No other woman had ever made him forget about Glenda. He’d made that discovery long ago at Dunthorpe.

No other ever would.

He discovered then that his motives were not entirely unselfish. His body responded in a way he could neither will nor control…It had been many weeks since they’d lain together; he would not sully her—or himself—by going to another woman. Shame pricked him, even as longing shot through him, a sizzle of lightning. His blood scalded him. Desire flamed and swelled his loins to full, aching hardness.

’Twas his strength she sought, he told himself harshly, not his weakness. ’Twas his comfort she needed, not his lust. How could he take her without damning himself for a randy oaf?
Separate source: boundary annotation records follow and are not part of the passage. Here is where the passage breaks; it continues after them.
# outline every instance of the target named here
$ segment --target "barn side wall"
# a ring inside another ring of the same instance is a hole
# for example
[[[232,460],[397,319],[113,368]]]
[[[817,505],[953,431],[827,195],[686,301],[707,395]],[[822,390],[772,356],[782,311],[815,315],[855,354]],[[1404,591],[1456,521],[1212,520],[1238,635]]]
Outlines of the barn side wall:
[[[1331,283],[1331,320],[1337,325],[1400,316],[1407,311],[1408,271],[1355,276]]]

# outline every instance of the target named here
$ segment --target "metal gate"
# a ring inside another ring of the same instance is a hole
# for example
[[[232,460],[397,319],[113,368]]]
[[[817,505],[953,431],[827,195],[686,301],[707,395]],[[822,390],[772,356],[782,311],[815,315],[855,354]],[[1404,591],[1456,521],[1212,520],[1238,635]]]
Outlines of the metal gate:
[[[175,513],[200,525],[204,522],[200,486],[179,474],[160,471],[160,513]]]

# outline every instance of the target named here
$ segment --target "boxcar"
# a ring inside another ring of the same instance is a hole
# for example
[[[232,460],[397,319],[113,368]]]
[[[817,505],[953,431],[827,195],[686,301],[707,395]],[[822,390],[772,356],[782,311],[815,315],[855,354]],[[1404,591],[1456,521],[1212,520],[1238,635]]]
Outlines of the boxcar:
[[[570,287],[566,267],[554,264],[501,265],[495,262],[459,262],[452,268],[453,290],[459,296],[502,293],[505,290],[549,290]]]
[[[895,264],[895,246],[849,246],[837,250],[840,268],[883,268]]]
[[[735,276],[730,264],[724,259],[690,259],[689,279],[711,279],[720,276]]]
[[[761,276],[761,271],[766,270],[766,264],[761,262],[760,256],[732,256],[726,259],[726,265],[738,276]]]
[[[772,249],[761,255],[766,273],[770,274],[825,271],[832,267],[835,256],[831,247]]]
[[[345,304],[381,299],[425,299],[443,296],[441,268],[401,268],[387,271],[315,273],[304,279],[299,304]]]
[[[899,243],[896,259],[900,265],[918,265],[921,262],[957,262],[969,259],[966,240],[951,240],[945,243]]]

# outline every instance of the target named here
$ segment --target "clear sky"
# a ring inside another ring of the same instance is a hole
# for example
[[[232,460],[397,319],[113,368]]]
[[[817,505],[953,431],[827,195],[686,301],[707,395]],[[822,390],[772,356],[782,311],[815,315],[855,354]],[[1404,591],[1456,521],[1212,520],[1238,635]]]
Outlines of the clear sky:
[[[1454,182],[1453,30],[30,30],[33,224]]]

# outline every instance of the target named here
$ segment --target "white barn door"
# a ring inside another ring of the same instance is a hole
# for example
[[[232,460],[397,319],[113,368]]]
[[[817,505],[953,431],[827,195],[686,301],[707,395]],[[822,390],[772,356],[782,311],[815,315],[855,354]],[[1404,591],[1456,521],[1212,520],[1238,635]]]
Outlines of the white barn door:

It was a decision he did not have to make.

Glenda burrowed against his encompassing warmth, reveling in the sweep of his arms hard about her back. She’d felt so lost and alone, and so very frightened…Was it her dreams of death? It mattered not. He was warm. Vital. Alive. Power and strength. She longed to run her hand down his lean, muscled frame, to slide her palms down his chest with its curling mass of dense, dark hair.

Unable to overrule the dictates of her mind, her hands followed suit. Her mouth grew dry, for his skin was hot as fire. Her fingertips crept down the ridged tautness of his belly, journeyed down to hair-roughened thighs that might have been forged of
iron…it was on this plundering, upward journey that her fingertips chanced to graze the jutting lance of his arousal.

Her breath caught. She dared not look down to know that he was rigid and thick and straining.

“Look at me, sweet.”

His velvet whisper demanded compliance. Her heart pounding, Glenda looked up into stark, hungry features.

He lowered his head. Their lips just barely brushed. “I want you,” he said.

No protest would he find in her. No further invitation did he need. She wound her arms around his neck and wordlessly offered her lips.

A tremor shook her. It was heady, that kiss, as heated and shattering and raw as his whisper had been. It was everything, that kiss…deep and searing and long and tender. She wanted to weep with relief, cry out with the dizzying passion that surged like a tide inside her when his hands slid over her, stealing her gown from her and leaving her as naked as he.

She felt the span of his fingers, wide upon the taut curve of her belly, and gloried in the stark possessiveness that flared in his eyes. With hands and lips and tongue exploring the rounded shape of her, he sucked the deep, straining centers of her nipples into his mouth until she whimpered and thrashed and twisted her fingers in his hair.

But he was not yet finished. Lean fingers threaded through her curling nest, parting her wide. Her heart skittered into a frenzy. That wanton finger dipped and circled and taunted, a torrid, tormenting caress
that rendered her slick and damp and nearly delirious. Half-mad with desire, she writhed against him, aching for him as never before.